Song by Jessie J

from the album Alive
- Studio: The Mothership (Los Angeles, California); Conway (Hollywood, California); Sarm West (London, UK);
- Genre: Dance-pop; pop rock;
- Length: 3:12
- Label: Lava; Republic;
- Songwriters: Jessica Cornish; Joshua Coleman; Claude Kelly;
- Producer: Ammo

= Sexy Lady (Jessie J song) =

"Sexy Lady" is a song by English singer-songwriter Jessie J from her second studio album, Alive (2013). Appearing on as the fourth song on the album's track listing, "Sexy Lady" was written by Jessie and long-term collaborator Claude Kelly. American record producer Joshua "Ammo" Coleman wrote and produced the music for the song, whilst additional production came from O.C. and Kevin Figs; Jessie's vocals on the song were produced by Kelly.

Though never officially released as a single, following its use in advertisements for No. 7 by Boots, the song charted on the UK Singles Chart at number twenty-two off the back of digital downloads of the album track. Music critics compared the song heavily to previous hits, particularly "Domino", and were divided over whether it was cheap copy of previous songs or not; however, most critics called the song empowering.

== Promotion ==
Jessie J performed the song on episode 7 of the sixteenth series of wish-granting television show Surprise Surprise.

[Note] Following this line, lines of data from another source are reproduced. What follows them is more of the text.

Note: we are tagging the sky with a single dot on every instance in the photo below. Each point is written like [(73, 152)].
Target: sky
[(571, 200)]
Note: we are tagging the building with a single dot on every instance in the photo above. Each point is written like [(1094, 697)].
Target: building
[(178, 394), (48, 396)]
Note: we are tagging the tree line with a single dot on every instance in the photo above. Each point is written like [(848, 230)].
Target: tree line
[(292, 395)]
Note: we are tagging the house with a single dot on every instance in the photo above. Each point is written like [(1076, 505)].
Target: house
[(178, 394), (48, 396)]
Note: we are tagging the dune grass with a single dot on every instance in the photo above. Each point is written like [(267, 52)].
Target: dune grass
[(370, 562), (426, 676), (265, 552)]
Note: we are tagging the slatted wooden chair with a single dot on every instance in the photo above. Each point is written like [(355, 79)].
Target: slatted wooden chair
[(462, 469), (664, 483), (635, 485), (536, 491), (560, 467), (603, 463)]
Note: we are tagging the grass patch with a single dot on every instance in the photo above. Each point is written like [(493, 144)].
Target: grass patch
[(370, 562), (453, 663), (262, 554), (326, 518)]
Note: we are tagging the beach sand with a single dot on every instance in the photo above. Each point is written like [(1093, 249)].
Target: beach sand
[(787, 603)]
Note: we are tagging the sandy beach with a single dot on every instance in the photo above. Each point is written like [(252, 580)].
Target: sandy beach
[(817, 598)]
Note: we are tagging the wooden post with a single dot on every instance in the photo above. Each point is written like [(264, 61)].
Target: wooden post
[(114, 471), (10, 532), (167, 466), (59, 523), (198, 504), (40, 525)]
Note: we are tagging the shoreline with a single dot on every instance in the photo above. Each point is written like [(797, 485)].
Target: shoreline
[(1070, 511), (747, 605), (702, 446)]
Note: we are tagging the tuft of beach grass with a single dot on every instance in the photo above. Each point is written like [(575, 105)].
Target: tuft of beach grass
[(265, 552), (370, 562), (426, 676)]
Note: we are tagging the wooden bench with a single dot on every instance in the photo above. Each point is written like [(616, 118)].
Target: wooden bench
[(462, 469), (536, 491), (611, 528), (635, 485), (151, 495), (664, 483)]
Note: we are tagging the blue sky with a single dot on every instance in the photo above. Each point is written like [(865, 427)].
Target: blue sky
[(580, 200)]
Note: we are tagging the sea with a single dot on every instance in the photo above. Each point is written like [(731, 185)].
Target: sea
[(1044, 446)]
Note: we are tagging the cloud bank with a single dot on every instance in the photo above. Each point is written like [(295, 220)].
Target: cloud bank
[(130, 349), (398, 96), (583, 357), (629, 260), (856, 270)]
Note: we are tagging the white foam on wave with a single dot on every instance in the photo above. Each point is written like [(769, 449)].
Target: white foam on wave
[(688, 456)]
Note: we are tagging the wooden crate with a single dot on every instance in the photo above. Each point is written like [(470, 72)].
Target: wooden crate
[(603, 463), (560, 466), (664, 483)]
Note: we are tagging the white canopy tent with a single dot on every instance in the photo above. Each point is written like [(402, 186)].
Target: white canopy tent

The song was also used as the theme for TV adverts by Boots, for its advertising campaign promoting its No. 7 cosmetics range.

== Critical reception ==
"Sexy Lady" was met with a mixed critical reception; critics were divided, both positively and negatively comparing it heavily to previous hit single "Domino" (2011) whilst others called the song empowering. In her review of the album for Allmusic, Heather Phares compared the song to Jessie's previous 2011 hit single "Domino", which she also compared to songs akin to P!nk and Natasha Bedingfield. Digital Spy's Lewis Corner, also compared the two songs, but concluded that "Sexy Lady" was a "tired knockoff of 'Domino'." Phil Mongredien from The Observer, said that "Sexy Lady" (along with "Excuse My Rude") was "perfectly palatable" but not as arresting as "Price Tag" or "Do It Like a Dude". His colleague from sister-publication The Guardian disagreed, calling it "empowering platitudes", whilst a writer for Metro also agreed that the song was empowering, saying "[it] supports the notion that if you holler and stomp loudly enough, it’s really empowering." Natalie Palmer of Entertainmentwise, felt that "Sexy Lady" and "It's My Party" were too similar, calling them "hard to distinguish", though she did admit that they were "[b]oth good pop songs".

== Credits ==
Recording
- Music recorded at the Mothership, Los Angeles.
- Vocals recorded at Sarm West in London and Conway Studios in Hollywood.
- mixed and mastered at MixStar Studios in Virginia Beach, Virginia.

Personnel

- Matt Buckley – guitar
- Joshua "Ammo" Coleman – production, songwriting, programming, keyboards, guitars
- Jessica "Jessie J" Cornish – lead vocals, songwriter
- Kevin Figgs – additional production, programming, keyboards
- Serban Ghenea – mixing
- Mark "Exit" Goodchild – vocal engineering

- John Hanes – mixing
- Claude Kelly – songwriting, vocal production,
- O.C. – additional production, programming, keyboards
- Kevin Reeves – audio mastering
- Sahaj Ticotin – guitar solo

== Chart performance ==
On the week ending 28 September 2013, "Sexy Lady" debuted at number twenty-two on the UK Singles Chart. "Sexy Lady" spent a total of six weeks in the top 100. In Ireland, the song debuted at number thirty on the Irish Singles Chart on 26 September 2013.

| Chart (2013–2014) | Peak position |
|---|---|
| Ireland (IRMA) | 30 |
| Scottish Singles Sales (Official Charts) | 15 |
| UK Singles (Official Charts) | 22 |

== Certifications ==

| Region | Certification | Certified units/sales |
| United Kingdom (BPI) | Silver | 200,000^{‡} |
^{‡} Sales+streaming figures based on certification alone.